Privacy ratings, for what they’re worth, suffer once gain of the “insufficient contrast syndrome” : reading the rating is a pain, especially at night with a lowered luminosity/contrast monitor. Why not white on black or black on white? No idea, maybe the developer was hooked by artistic aims, but the result is that the rating is a challenge fr the eyes. I just cannot understand this design, known on several sites when it comes to their content, now available on icons as well. Good heavens.
Agree on design. Seems they could simply use the color scheme they use inside the drop down menu – C=Yellow, B=Green, A=?
Yeah, seems so obvious. Maybe do they design on 50″” monitor screens, no idea, but here on a 1600×900 the icon is tiny and its content hardly readable. It’s not the main thing but I mean : if they use the icon to illustrate the rating they might as well do it correctly.
Forgot to mention this : the extension uses “Forced encryption” when applicable. On what basis?

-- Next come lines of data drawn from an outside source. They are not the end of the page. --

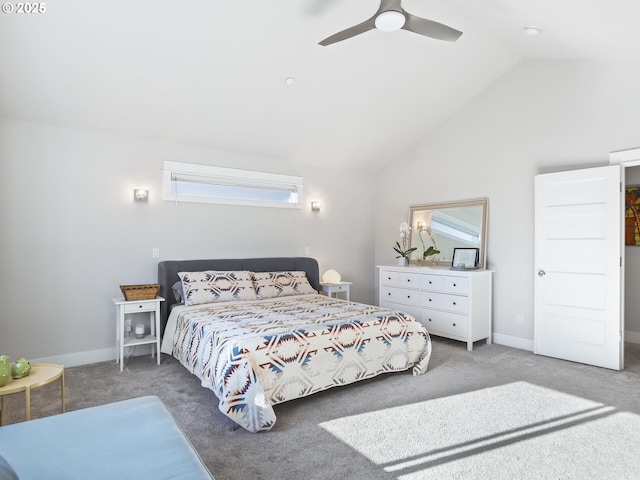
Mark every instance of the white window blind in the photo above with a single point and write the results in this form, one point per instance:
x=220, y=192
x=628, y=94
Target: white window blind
x=189, y=182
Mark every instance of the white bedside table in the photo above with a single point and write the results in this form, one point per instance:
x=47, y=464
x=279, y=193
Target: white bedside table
x=124, y=308
x=331, y=288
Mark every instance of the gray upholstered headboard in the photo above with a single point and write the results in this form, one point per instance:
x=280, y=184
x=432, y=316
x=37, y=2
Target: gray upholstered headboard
x=168, y=273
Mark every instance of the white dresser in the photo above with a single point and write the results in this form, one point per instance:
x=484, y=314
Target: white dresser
x=450, y=303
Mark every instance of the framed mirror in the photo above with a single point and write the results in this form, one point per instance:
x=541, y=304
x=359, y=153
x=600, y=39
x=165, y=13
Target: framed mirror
x=449, y=225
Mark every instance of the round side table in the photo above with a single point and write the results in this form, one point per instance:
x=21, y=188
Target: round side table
x=41, y=374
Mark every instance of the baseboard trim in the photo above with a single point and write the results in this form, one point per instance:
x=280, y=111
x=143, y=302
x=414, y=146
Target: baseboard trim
x=110, y=354
x=631, y=337
x=92, y=356
x=514, y=342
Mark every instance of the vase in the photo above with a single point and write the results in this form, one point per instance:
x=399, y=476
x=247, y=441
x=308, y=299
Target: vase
x=5, y=370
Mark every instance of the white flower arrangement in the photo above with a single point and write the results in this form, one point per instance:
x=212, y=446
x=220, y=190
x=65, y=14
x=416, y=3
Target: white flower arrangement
x=402, y=250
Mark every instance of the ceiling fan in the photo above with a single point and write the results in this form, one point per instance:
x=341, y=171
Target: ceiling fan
x=391, y=17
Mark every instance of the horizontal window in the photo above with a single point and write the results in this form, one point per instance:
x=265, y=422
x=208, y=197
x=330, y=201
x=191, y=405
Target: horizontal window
x=188, y=182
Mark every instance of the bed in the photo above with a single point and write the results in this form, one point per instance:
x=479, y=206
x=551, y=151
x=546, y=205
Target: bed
x=257, y=333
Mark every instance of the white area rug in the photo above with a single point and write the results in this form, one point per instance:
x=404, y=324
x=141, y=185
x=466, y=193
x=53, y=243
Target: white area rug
x=517, y=430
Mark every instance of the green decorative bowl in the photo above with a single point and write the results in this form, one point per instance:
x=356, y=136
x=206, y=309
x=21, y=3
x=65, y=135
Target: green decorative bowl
x=20, y=369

I disabled ‘HTTPS Everywhere” and DDG didn’t force encryption on several sites called by http but available as https. I’d be cautious relying on their “forced encryption” reliability.
I just tested the extension right now as it has been updated since he first time I had tested it. OK, better than nothing perhaps but not comparable to what the best can do (uBlock origin and uMatrix). Better than nothing, ok.
FYI.
“This add-on requires a newer version of Firefox (at least version 57.0). You are using Firefox 52.0.”
Very similar to Privacy Badger, which I have been using for the longest time.